Bass, who works with many chronically homeless people in the city, said the cold weather is making living conditions at the encampment harder to survive in.
"I'm kind of over it, there needs to be a solution," Bass said.
As the DOT continued to push people back into a further cramped camp, the city has said it's working to bring people into newly opened shelter beds at the Homeless Services Center.
The shelter, which is on the outskirts of town, has had more than 150 beds open since the city voted to expand shelter capacity, and more than 100 asylum-seekers moved out of the shelter, into a new shelter designed specifically for asylees.
According to a city spokesperson, 50 to 60 unhoused people have moved into the shelter, and around 100 open beds remain.
One of the barriers keeping people from accessing city-run shelters is that many people have pets, which aren't allowed inside.
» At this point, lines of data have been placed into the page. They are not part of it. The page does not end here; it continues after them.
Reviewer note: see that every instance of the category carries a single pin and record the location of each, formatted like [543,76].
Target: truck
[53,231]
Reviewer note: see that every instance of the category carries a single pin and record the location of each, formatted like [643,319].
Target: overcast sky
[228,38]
For some, it's that they are in relationships and don't want to take a single homeless bed while leaving their partner on the streets.
Drugs are also a big issue, and many people who are actively using cannot go into a city-run shelter.
According to reporting from NEWS CENTER Maine and testimony from Preble Street in Augusta, funding for shelters with lower barriers than the city-run shelter is drying up. They estimated some shelters could start closing in 2024.
But for Bass, seeing this move go through on a cold December morning means a plea for understanding.
"We're going into the holiday season, it's time to start having compassion and empathy, a lot of people do talking but no one does the action."